First jobs have had similar impacts on those I interact with every day. I work with former ice-cream scoopers, movie theater box office cashiers, lifeguards, and one-hour-photo developers. My colleagues and coworkers all took those first job experiences with them into their next job, and then their next one, and finally, to their careers today.
King’s lesson is especially timely. We live in an era when honest work and the risk-takers who create jobs – especially entry-level ones – are taking a beating.
Loud voices claiming to represent the interests of workers have advanced the dangerous idea that entry-level work is practically exploitation, that job creators don’t care about their employees, and that upward mobility is reserved for just a few.
These interests, though, are actually advancing an agenda that makes it harder to earn a living, erecting roadblocks between a job and a paycheck.
For example, voters in Arizona last year adopted a measure to phase-in a dramatic increase in the state’s mandatory hourly minimum wage. Voters in Flagstaff went even further, opting for a $15 minimum wage.
The same statewide initiative, Proposition 206, included a component that required employers to provide paid time off to employees.
Such laws aren’t the path to economic security, though. They just make hiring more expensive and more difficult.
Employers can’t take a risk on an enthusiastic young person with little to no experience trying to grab that first rung on the career ladder, or someone trying to land a job after a long absence from work life. Job creators, rather than investing in new hires, have to divert resources to higher payroll costs and employees on leave.
Proponents of such mandates will argue that they possess more enlightened sensibilities and care for the working poor and those at the margins of society.

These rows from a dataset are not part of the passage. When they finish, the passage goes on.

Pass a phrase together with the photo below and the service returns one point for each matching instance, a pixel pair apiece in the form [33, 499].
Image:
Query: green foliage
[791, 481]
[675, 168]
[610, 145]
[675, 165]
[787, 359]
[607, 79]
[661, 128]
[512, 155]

But there’s nothing caring about artificially pricing a first-time job-seeker out of the labor market, or accelerating the replacement of entry-level job functions with robots because teenage workers are too expensive. There’s nothing enlightened about making it harder for a single parent trying to reenter the workforce and earn a living.
The same crowd that calls for a higher minimum wage will also point to growing income equality or high CEO pay among the Fortune 500 as justification for new mandates on employers.
They ignore, however, the harm they do to an entrepreneur whose small business can’t grow because labor costs have made expansion impossible.
There are more examples. So-called joint-employer rules that place the same legal liabilities on small franchisees as corporate parents, regulations requiring businesses to facilitate union organizing, and the expansion of overtime pay mandates all make job creation more difficult.
But this is about much more than stifling the expansion of the GDP or sending economists’ charts and graphs in the wrong direction.
When we make hiring harder, we snuff out opportunity, and we make the dignity that comes with all types of work harder to achieve.